Norm-parallelism in the geometry of Hilbert $C^*$-modules

TL;DR

This paper characterizes norm-parallelism in Hilbert $C^*$-modules and operators using Birkhoff--James orthogonality, extending to Schatten $p$-norms and providing applications and generalizations.

Contribution

It offers new characterizations of norm-parallelism in Hilbert $C^*$-modules and operators, including Schatten $p$-norms, with applications and broader generalizations.

Findings

Characterizations of norm-parallelism in finite-dimensional Hilbert spaces.

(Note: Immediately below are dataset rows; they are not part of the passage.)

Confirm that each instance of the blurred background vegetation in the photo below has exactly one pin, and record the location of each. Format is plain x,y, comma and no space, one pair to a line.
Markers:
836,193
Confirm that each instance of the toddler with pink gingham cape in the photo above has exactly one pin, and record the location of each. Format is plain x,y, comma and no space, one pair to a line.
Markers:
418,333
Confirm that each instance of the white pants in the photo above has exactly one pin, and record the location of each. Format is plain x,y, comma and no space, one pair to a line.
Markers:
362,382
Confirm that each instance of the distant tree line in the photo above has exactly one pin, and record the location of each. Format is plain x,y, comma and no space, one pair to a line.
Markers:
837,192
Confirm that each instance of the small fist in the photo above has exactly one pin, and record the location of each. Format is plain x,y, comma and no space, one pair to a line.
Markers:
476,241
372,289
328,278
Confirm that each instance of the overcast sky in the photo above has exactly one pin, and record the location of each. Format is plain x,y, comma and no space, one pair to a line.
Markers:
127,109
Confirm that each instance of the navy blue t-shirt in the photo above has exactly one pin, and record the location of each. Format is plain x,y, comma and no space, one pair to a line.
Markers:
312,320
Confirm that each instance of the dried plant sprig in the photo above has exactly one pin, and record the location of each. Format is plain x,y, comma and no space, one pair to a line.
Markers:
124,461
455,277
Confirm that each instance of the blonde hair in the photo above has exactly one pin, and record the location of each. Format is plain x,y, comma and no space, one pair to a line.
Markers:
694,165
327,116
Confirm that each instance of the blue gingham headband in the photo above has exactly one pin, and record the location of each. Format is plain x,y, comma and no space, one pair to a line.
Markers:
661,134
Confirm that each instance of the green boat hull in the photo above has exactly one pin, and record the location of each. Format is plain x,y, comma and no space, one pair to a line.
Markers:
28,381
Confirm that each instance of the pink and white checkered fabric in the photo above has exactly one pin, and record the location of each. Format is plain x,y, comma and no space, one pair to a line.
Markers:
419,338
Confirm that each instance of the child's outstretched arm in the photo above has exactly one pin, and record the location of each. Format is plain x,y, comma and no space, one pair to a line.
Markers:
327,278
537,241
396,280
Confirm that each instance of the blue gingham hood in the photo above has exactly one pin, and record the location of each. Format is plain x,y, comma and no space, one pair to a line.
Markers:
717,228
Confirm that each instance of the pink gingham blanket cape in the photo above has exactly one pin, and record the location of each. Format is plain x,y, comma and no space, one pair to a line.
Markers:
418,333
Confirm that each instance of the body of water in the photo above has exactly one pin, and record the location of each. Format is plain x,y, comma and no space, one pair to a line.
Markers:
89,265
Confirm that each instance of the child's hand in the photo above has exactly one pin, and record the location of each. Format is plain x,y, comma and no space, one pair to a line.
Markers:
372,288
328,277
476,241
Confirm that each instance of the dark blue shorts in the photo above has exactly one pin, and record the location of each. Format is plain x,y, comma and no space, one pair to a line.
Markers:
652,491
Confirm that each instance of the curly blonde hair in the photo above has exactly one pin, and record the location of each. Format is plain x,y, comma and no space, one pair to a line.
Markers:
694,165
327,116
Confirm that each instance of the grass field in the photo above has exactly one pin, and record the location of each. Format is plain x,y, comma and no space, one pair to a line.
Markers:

Extension of norm-parallelism to Schatten $p$-norms.

Applications to elements of Hilbert $C^*$-modules.

Abstract

Utilizing the Birkhoff--James orthogonality, we present some characterizations of the norm-parallelism for elements of $\mathbb{B}(\mathscr{H})$ defined on a finite dimensional Hilbert space, elements of a Hilbert $C^*$-module over the $C^*$-algebra of compact operators and elements of an arbitrary $C^*$-algebra. We also consider the characterization of norm parallelism problem for operators on a finite dimensional Hilbert space when the operator norm is replaced by the Schatten $p$-norm. Some applications and generalizations are discussed for certain elements of a Hilbert $C^*$-module.